Вот задремал и слышит вдруг, кто-то его зовет. Смотрит — никого. Он опять задремал — опять зовут. Он опять глядит, глядит: а перед ним на ветке русалка сидит, качается и его к себе зовет, а сама помирает со смеху, смеется… А месяц-то светит сильно, так сильно, явственно светит месяц — все, братцы мои, видно. Вот зовет она его, и такая вся сама светленькая, беленькая сидит на ветке, словно плотичка какая или пескарь, — а то вот еще карась бывает такой белесоватый, серебряный… Гаврила-то плотник так и обмер, братцы мои, а она знай хохочет да его все к себе этак рукой зовет. Уж Гаврила было и встал, послушался было русалки, братцы мои, да, знать, Господь его надоумил: положил-таки на себя крест… А уж как ему было трудно крест-то класть, братцы мои; говорит, рука просто как каменная, не ворочается… Ах ты этакой, а!.. Вот как положил он крест, братцы мои, русалочка-то и смеяться перестала, да вдруг как заплачет… Плачет она, братцы мои, глаза волосами утирает, а волоса у нее зеленые, что твоя конопля. Вот поглядел, поглядел на нее Гаврила, да и стал ее спрашивать: «Чего ты, лесное зелье, плачешь?» А русалка-то как взговорит ему: «Не креститься бы тебе, говорит, человече, жить бы тебе со мной на веселии до конца дней; а плачу я, убиваюсь оттого, что ты крестился; да не я одна убиваться буду: убивайся же и ты до конца дней». Тут она, братцы мои, пропала, а Гавриле тотчас и понятственно стало, как ему из лесу, то есть, выйти… А только с тех пор он все невеселый ходит.
— Эка! — проговорил Федя после недолгого молчанья, — да как же это может этакая лесная нечисть хрестиянскую душу спортить, — он же ее не послушался?
— Да вот поди ты! — сказал Костя. — И Гаврила баил, что голосок, мол, у ней такой тоненький, жалобный, как у жабы.
— Твой батька сам это рассказывал? — продолжал Федя.
— Сам. Я лежал на полатях, все слышал.
— Чудное дело! Чего ему быть невеселым?.. А, знать, он ей понравился, что позвала его.
— Да, понравился! — подхватил Ильюша. — Как же! Защекотать она его хотела, вот что она хотела. Это ихнее дело, этих русалок-то.
— А ведь вот и здесь должны быть русалки, — заметил Федя.
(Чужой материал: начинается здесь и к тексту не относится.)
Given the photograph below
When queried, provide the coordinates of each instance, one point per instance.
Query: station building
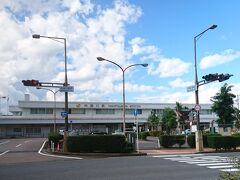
(37, 118)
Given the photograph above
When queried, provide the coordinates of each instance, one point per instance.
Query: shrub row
(223, 142)
(99, 143)
(55, 138)
(170, 140)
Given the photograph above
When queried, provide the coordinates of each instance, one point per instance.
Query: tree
(237, 118)
(153, 121)
(182, 115)
(169, 120)
(223, 106)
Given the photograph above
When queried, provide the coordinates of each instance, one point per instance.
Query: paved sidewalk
(165, 151)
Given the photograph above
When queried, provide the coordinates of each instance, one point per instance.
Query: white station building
(37, 118)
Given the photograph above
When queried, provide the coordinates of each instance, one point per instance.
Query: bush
(169, 140)
(223, 142)
(154, 133)
(99, 143)
(55, 138)
(191, 140)
(180, 140)
(143, 135)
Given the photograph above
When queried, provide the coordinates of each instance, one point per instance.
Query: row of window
(102, 111)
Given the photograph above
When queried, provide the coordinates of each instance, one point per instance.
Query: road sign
(135, 112)
(191, 88)
(197, 107)
(64, 114)
(66, 89)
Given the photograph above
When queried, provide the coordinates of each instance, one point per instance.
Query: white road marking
(27, 141)
(211, 162)
(18, 145)
(215, 164)
(4, 142)
(219, 167)
(229, 170)
(51, 155)
(4, 152)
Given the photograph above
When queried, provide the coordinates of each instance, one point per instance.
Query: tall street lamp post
(54, 113)
(60, 39)
(199, 139)
(1, 97)
(123, 85)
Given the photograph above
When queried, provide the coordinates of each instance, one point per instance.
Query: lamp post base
(199, 141)
(65, 141)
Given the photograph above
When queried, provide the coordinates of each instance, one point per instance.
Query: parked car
(97, 133)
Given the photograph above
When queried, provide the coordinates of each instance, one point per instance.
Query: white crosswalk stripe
(211, 162)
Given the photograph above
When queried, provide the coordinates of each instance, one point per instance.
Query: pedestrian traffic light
(224, 77)
(211, 77)
(31, 82)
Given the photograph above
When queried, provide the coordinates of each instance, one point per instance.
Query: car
(97, 133)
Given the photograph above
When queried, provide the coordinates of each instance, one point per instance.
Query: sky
(158, 32)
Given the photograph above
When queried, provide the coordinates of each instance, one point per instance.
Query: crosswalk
(222, 163)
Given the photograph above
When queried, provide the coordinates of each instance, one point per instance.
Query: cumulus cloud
(218, 59)
(179, 83)
(170, 67)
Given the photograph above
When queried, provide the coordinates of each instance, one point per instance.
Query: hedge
(54, 137)
(170, 140)
(223, 142)
(143, 135)
(99, 143)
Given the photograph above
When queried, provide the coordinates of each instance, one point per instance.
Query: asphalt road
(20, 160)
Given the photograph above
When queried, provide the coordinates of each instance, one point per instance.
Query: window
(17, 130)
(41, 111)
(78, 111)
(131, 111)
(105, 111)
(35, 130)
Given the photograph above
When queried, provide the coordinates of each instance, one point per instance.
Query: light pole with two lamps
(1, 97)
(123, 85)
(54, 113)
(60, 39)
(199, 139)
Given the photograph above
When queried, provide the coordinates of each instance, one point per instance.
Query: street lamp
(1, 97)
(54, 95)
(123, 84)
(59, 39)
(199, 140)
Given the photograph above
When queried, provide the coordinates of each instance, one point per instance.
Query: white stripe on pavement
(229, 170)
(4, 142)
(214, 164)
(220, 167)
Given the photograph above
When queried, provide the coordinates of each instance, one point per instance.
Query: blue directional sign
(64, 114)
(135, 112)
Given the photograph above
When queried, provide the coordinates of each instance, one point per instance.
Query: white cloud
(217, 59)
(179, 83)
(170, 67)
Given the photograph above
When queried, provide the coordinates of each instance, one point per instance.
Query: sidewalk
(172, 151)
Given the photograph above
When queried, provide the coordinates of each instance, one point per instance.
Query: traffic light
(31, 82)
(211, 77)
(223, 77)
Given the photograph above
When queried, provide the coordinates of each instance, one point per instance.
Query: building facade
(37, 118)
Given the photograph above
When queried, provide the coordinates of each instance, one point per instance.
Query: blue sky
(157, 32)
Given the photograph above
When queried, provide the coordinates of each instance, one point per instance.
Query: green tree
(153, 121)
(169, 122)
(182, 115)
(223, 106)
(237, 118)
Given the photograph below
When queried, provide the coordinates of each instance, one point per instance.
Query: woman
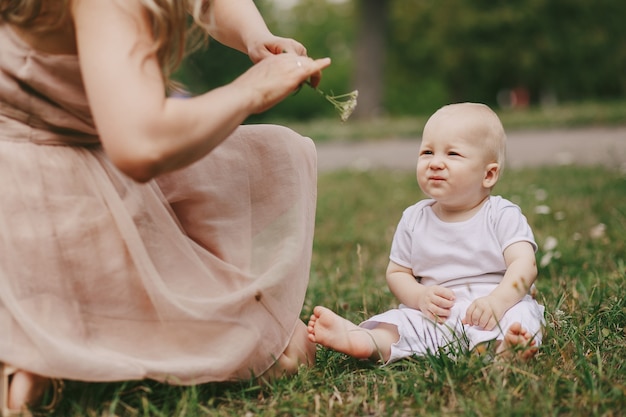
(147, 236)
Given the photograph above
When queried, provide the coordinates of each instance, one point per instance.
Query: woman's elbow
(140, 163)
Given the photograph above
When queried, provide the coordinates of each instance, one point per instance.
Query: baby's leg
(333, 331)
(518, 341)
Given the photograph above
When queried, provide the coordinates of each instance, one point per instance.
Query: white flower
(550, 243)
(597, 231)
(541, 194)
(542, 209)
(344, 103)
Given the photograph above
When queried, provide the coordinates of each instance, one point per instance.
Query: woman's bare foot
(26, 389)
(518, 341)
(333, 331)
(300, 351)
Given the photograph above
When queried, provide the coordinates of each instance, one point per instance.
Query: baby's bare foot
(333, 331)
(26, 389)
(519, 341)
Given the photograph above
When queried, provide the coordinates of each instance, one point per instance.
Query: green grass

— Нет, — отвечал Костя, — здесь место чистое, вольное. Одно — река близко.
Все смолкли. Вдруг, где-то в отдалении, раздался протяжный, звенящий, почти стенящий звук, один из тех непонятных ночных звуков, которые возникают иногда среди глубокой тишины, поднимаются, стоят в воздухе и медленно разносятся наконец, как бы замирая. Прислушаешься — и как будто нет ничего, а звенит. Казалось, кто-то долго, долго прокричал под самым небосклоном, кто-то другой как будто отозвался ему в лесу тонким, острым хохотом, и слабый, шипящий свист промчался по реке. Мальчики переглянулись, вздрогнули…
— С нами крестная сила! — шепнул Илья.
— Эх вы, вороны! — крикнул Павел. — Чего всполохнулись? Посмотрите-ка, картошки сварились. (Все пододвинулись к котельчику и начали есть дымящийся картофель; один Ваня не шевельнулся.) Что же ты? — сказал Павел.
Но он не вылез из-под своей рогожи. Котельчик скоро весь опорожнился.
— А слыхали вы, ребятки, — начал Ильюша, — что намеднись у нас на Варнавицах приключилось?
— На плотине-то? — спросил Федя.
— Да, да, на плотине, на прорванной. Вот уж нечистое место, так нечистое, и глухое такое. Кругом все такие буераки, овраги, а в оврагах все казюли водятся.